Stem cell transplants can cure patients with high-risk leukemia or lymphoma. Graft-versus-host disease (GVHD) is a potentially life-threatening side effect that occurs when the donor’s immune cells attack the recipient’s normal tissues. Moffitt Cancer Center researchers are trying to identify new drug targets to reduce the risk of GVHD. Their new study, published last week in the Proceedings of the National Academy of Sciences, shows a drug that targets the protein JAK2 may reduce the risk of GVHD.
The goal of stem cell transplants is to replenish the bone marrow and eliminate residual cancer using the donor’s immune cells. However, in some cases the donor’s white blood cells mount an immune response against the recipient’s normal tissues. It is estimated that GVHD affects up to half of all stem cell recipients. The symptoms of GVHD can vary from mild to severe and include skin inflammation and rash, liver inflammation, jaundice, gastrointestinal problems, pain, and fatigue. Despite modern immune suppressive medications, death is possible when severe GVHD occurs.
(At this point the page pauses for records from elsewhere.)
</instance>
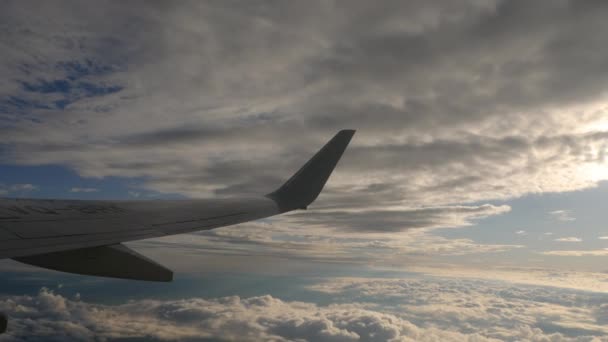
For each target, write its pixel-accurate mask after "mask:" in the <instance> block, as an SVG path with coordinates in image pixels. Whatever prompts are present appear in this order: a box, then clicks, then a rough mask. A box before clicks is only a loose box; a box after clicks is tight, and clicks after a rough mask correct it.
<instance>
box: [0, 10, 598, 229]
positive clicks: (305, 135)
mask: <svg viewBox="0 0 608 342" xmlns="http://www.w3.org/2000/svg"><path fill="white" fill-rule="evenodd" d="M607 11H608V8H607V6H606V5H604V4H603V3H600V2H592V1H580V2H579V1H573V2H568V1H538V2H534V3H530V2H526V1H496V2H477V1H421V2H407V3H405V2H402V1H386V2H383V3H382V5H381V6H379V5H377V4H375V3H373V4H372V3H369V2H367V1H348V2H342V1H318V2H312V3H306V4H305V5H304V4H299V3H292V2H267V1H251V2H247V4H243V3H235V2H211V3H209V2H203V3H201V2H181V3H171V2H154V3H146V4H145V5H142V4H141V3H129V4H126V5H125V4H121V3H118V2H103V3H97V4H95V6H90V5H81V4H79V3H69V2H64V3H61V4H59V5H57V4H53V5H41V6H40V5H38V4H34V3H28V2H18V3H17V2H11V3H9V4H8V5H7V6H6V11H3V14H2V15H3V18H6V21H5V22H6V23H7V24H6V25H3V26H1V27H0V32H2V39H1V41H0V44H2V46H3V47H6V49H4V50H5V51H7V53H6V54H3V56H2V57H1V58H2V62H3V63H2V73H3V76H5V77H4V78H3V79H4V80H3V82H2V83H1V87H0V92H2V94H6V96H5V98H6V100H5V101H9V102H7V103H9V104H10V105H7V103H5V106H4V107H2V108H4V109H3V110H2V119H3V121H2V122H3V123H4V122H6V124H2V125H1V126H0V127H2V128H0V129H2V134H1V135H0V144H3V145H4V147H10V148H9V150H10V153H8V154H6V157H7V158H10V160H5V161H4V162H11V163H23V164H41V163H60V164H65V165H68V166H70V167H72V168H74V169H75V170H76V171H78V172H79V173H80V174H81V175H83V176H86V177H105V176H123V177H144V178H145V179H147V181H146V183H145V186H146V187H148V188H149V189H152V190H157V191H164V192H179V193H182V194H185V195H187V196H211V195H233V194H237V193H248V194H249V193H259V192H267V191H271V190H272V189H274V188H276V187H277V186H278V185H280V183H281V182H283V181H284V180H285V179H287V178H288V177H289V176H290V174H291V173H292V172H294V171H295V170H297V169H298V168H299V167H300V166H301V165H302V163H304V162H305V161H306V160H307V159H308V158H309V157H310V156H311V155H312V153H314V151H315V150H316V149H317V148H319V147H320V146H322V144H323V143H324V142H325V141H326V140H327V139H329V137H331V135H332V134H334V133H335V132H336V131H337V130H339V129H343V128H355V129H358V133H357V135H356V136H355V139H354V141H353V144H352V146H351V147H350V148H349V150H348V151H347V153H346V154H345V156H344V158H343V160H342V162H341V163H340V165H339V166H338V169H337V172H336V175H335V177H332V179H331V180H330V183H329V184H328V188H327V189H326V191H325V192H324V194H323V195H322V196H321V197H320V199H319V202H318V203H316V204H315V205H317V206H318V207H319V208H333V209H339V210H345V209H349V210H351V209H357V210H361V209H362V208H366V207H370V206H372V205H373V206H382V205H385V206H396V207H407V208H412V207H420V206H423V207H424V206H427V207H429V208H434V207H437V206H446V205H458V204H461V203H483V202H486V201H489V200H493V199H505V198H512V197H517V196H522V195H525V194H527V193H531V192H534V193H539V192H541V193H542V192H559V191H570V190H576V189H581V188H585V187H589V186H593V185H594V184H595V182H597V181H598V180H599V179H590V178H589V177H587V176H586V174H587V173H588V169H589V168H593V167H597V166H598V165H601V164H602V163H603V158H604V157H603V156H604V155H605V149H606V147H605V146H606V145H605V142H604V141H605V133H604V132H602V130H604V129H605V127H606V124H605V122H603V120H605V117H606V115H605V111H606V108H605V106H604V105H602V103H603V102H602V100H603V99H604V97H603V96H604V95H603V94H604V92H605V90H606V86H605V85H606V84H608V73H606V72H605V70H606V66H607V64H606V61H607V60H608V58H606V56H607V55H608V51H606V48H605V46H606V44H604V42H603V36H602V35H601V34H597V33H598V32H603V31H605V30H604V29H605V28H608V27H607V25H606V24H605V20H604V18H605V15H606V14H608V12H607ZM26 14H27V15H26ZM27 18H36V20H29V19H27ZM49 18H53V19H52V20H51V19H49ZM106 18H112V20H111V21H108V20H106ZM26 64H27V65H26ZM64 80H68V81H66V82H67V83H65V82H64ZM81 80H82V81H81ZM58 82H59V83H58ZM80 82H85V83H86V84H91V85H93V86H92V87H89V88H87V89H88V90H87V89H84V90H77V89H78V88H77V87H78V85H79V84H80ZM25 85H27V86H25ZM114 86H120V87H121V89H120V91H118V92H111V91H107V89H113V88H108V87H114ZM74 87H76V88H74ZM74 89H76V90H74ZM104 89H105V90H104ZM43 90H44V91H43ZM57 90H62V92H63V91H64V90H68V93H70V94H72V93H74V94H75V95H74V94H72V95H73V96H72V95H70V96H67V97H66V96H64V97H61V96H60V97H57V95H60V94H57ZM91 92H92V93H91ZM60 93H61V92H60ZM24 94H25V95H27V96H25V95H24ZM87 94H95V95H100V96H87ZM76 95H78V96H76ZM81 95H82V96H81ZM66 99H67V100H69V103H64V102H61V101H65V100H66ZM21 100H23V101H24V102H23V103H22V102H20V101H21ZM11 101H12V102H11ZM57 101H60V102H57ZM57 103H59V104H60V107H65V108H63V110H57V109H58V108H54V109H53V110H48V109H41V108H38V107H39V106H43V105H46V104H55V107H56V104H57ZM62 104H65V106H64V105H62ZM11 106H12V107H11ZM19 106H21V107H20V108H19ZM9 107H10V108H13V107H14V108H19V110H20V111H21V112H11V110H10V108H9ZM49 107H52V106H49ZM25 112H27V113H25ZM20 113H21V114H20ZM594 132H595V133H594ZM586 172H587V173H586ZM596 173H597V172H596ZM370 215H371V216H370V217H372V216H375V215H372V213H370ZM363 221H366V220H363ZM405 222H409V221H407V219H405ZM416 222H418V221H416V220H414V222H412V224H411V226H419V225H418V224H417V223H416ZM431 226H432V224H431Z"/></svg>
The goal of GVHD treatment is to block the donor immune cells from targeting the body’s normal cells, while at the same time maintaining the ability of the donor cells to target cancer cells for destruction. GVHD is commonly treated with drugs that suppress the immune system, such as glucocorticoids, but the scientific community is trying to find better alternatives with less side effects.
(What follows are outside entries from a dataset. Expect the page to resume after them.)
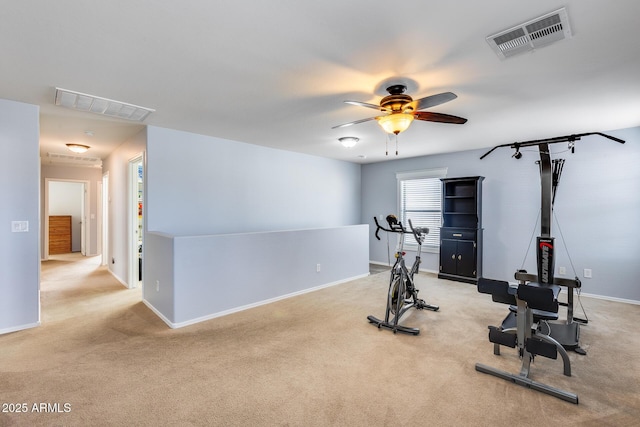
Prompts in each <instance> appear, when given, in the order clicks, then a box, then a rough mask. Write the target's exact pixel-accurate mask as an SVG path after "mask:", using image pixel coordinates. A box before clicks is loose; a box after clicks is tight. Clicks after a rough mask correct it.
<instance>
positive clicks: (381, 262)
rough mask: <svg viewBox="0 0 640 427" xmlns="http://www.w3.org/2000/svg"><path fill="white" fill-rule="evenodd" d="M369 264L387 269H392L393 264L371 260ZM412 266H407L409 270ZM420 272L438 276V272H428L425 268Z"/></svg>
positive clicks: (423, 268) (433, 270) (437, 271)
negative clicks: (372, 260)
mask: <svg viewBox="0 0 640 427" xmlns="http://www.w3.org/2000/svg"><path fill="white" fill-rule="evenodd" d="M369 264H375V265H384V266H385V267H391V266H392V265H393V264H391V265H389V264H388V263H386V262H380V261H371V260H369ZM409 267H410V266H407V268H409ZM420 271H423V272H425V273H431V274H438V271H437V270H427V269H425V268H421V269H420Z"/></svg>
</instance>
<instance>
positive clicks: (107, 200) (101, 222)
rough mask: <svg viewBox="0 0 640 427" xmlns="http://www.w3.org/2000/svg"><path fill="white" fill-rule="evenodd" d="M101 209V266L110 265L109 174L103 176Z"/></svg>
mask: <svg viewBox="0 0 640 427" xmlns="http://www.w3.org/2000/svg"><path fill="white" fill-rule="evenodd" d="M98 188H100V198H99V199H98V200H100V209H99V210H98V213H99V215H100V220H99V221H98V224H100V231H99V232H98V239H99V240H98V242H99V243H98V247H99V248H101V253H102V260H101V262H100V265H108V264H109V204H110V202H111V197H110V196H109V172H106V173H105V174H103V175H102V182H101V183H100V186H99V187H98Z"/></svg>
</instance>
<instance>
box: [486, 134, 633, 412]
mask: <svg viewBox="0 0 640 427" xmlns="http://www.w3.org/2000/svg"><path fill="white" fill-rule="evenodd" d="M587 135H600V136H603V137H605V138H608V139H611V140H613V141H616V142H619V143H621V144H624V143H625V141H623V140H621V139H619V138H615V137H613V136H610V135H606V134H603V133H600V132H590V133H583V134H574V135H568V136H562V137H557V138H549V139H541V140H533V141H526V142H516V143H513V144H504V145H498V146H496V147H494V148H492V149H491V150H489V151H488V152H487V153H485V154H484V155H483V156H482V157H480V159H484V158H485V157H486V156H488V155H489V154H490V153H492V152H493V151H494V150H495V149H496V148H499V147H511V148H513V149H515V150H516V151H515V153H514V155H513V157H515V158H516V159H520V158H521V157H522V154H521V153H520V149H521V148H523V147H534V146H537V147H538V150H539V153H540V160H539V161H538V162H537V163H538V164H539V166H540V181H541V214H540V218H541V220H540V223H541V229H540V236H538V238H537V241H536V243H537V244H536V248H537V250H536V255H537V259H536V261H537V275H536V274H529V273H527V272H526V271H525V270H518V271H517V272H516V273H515V278H516V280H517V281H518V283H517V284H516V285H510V284H509V283H508V282H505V281H498V280H491V279H485V278H481V279H480V280H479V281H478V292H481V293H487V294H491V295H492V299H493V301H495V302H499V303H503V304H509V305H510V306H511V307H510V312H509V314H508V315H507V317H506V318H505V319H504V321H503V322H502V325H501V327H495V326H489V341H491V342H492V343H494V354H496V355H499V354H500V345H506V346H508V347H512V348H516V347H517V348H518V352H519V356H520V358H521V359H522V368H521V370H520V373H519V374H511V373H507V372H504V371H501V370H498V369H495V368H492V367H488V366H486V365H483V364H480V363H477V364H476V370H477V371H479V372H483V373H487V374H490V375H494V376H497V377H499V378H503V379H506V380H508V381H512V382H515V383H516V384H519V385H522V386H525V387H528V388H532V389H534V390H538V391H542V392H544V393H547V394H550V395H552V396H555V397H558V398H560V399H563V400H566V401H569V402H572V403H576V404H577V403H578V396H576V395H575V394H573V393H569V392H566V391H562V390H559V389H556V388H553V387H550V386H548V385H545V384H541V383H537V382H535V381H532V380H531V379H530V378H529V370H530V364H531V362H532V361H533V358H534V356H535V355H540V356H544V357H548V358H552V359H556V358H557V354H558V353H560V355H561V356H562V359H563V364H564V375H566V376H571V364H570V361H569V357H568V355H567V352H566V350H573V351H575V352H576V353H578V354H581V355H584V354H586V352H585V351H584V350H583V349H582V348H580V344H579V338H580V325H579V323H586V322H587V321H586V320H582V319H577V318H574V317H573V292H574V289H575V288H580V287H581V282H580V279H579V278H578V277H577V276H576V277H575V279H565V278H556V277H554V237H552V235H551V218H552V214H553V204H554V201H555V193H556V189H557V186H558V183H559V180H560V175H561V173H562V168H563V166H564V160H563V159H558V160H553V161H552V160H551V155H550V153H549V145H550V144H555V143H559V142H568V144H569V149H570V150H571V152H572V153H573V152H574V150H575V142H576V141H578V140H580V139H581V137H583V136H587ZM561 287H566V288H567V290H568V296H567V302H566V303H560V302H558V294H559V293H560V289H561ZM559 305H563V306H566V307H567V318H566V321H563V322H560V323H557V322H553V321H554V320H557V319H558V306H559Z"/></svg>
“An effort to identify selective immune suppression whereby GVHD is reduced and the antitumor activity of the graft is preserved is key to improving the success of blood and marrow transplantation,” said Brian C. Betts, M.D, lead study author and associate member of the Blood and Marrow Transplant and Cellular Immunotherapy Department at Moffitt.
The protein JAK2 is believed to be involved in the development of GVHD. In collaboration with researchers from the Medical University of South Carolina, the Moffitt research team wanted to confirm the link and assess if blocking JAK2 could reduce the occurrence of GVHD. They performed experiments with mice that were genetically engineered to be missing the JAK2 gene. They discovered that JAK2 regulates several of the immune cell mechanisms that lead to GVHD. They also showed that donor cells missing the JAK2 gene induced GVHD less than normal donor cells, and the genetically modified cells were still able to target tumor cells for destruction.
These observations suggest drugs that target JAK2 may prevent GVHD and still allow the donor cells to target cancer cells. The researchers confirmed this by transplanting normal stem cells into recipient mice and treating the mice with the drug pacritinib that inhibits JAK2. They discovered that pacritinib reduced the number of immune cells responsible for GVHD and the number of mice that died from GVHD. Importantly, pacritinib did not inhibit the ability of the transplanted stem cells from targeting cancer cells for destruction. The Moffitt research team also discovered that pacritinib could protect mice from tissue graft rejection, suggesting this approach could be used to prevent kidney or liver transplant rejection.
These results suggest that pacritinib may be a potential drug option to prevent GVHD in stem cell recipients. Betts and his Moffitt colleague, Joseph Pidala, M.D., Ph.D., are investigating a phase 1/2 acute GVHD prevention trial combining pacritinib with standard immune suppression after stem cell transplant.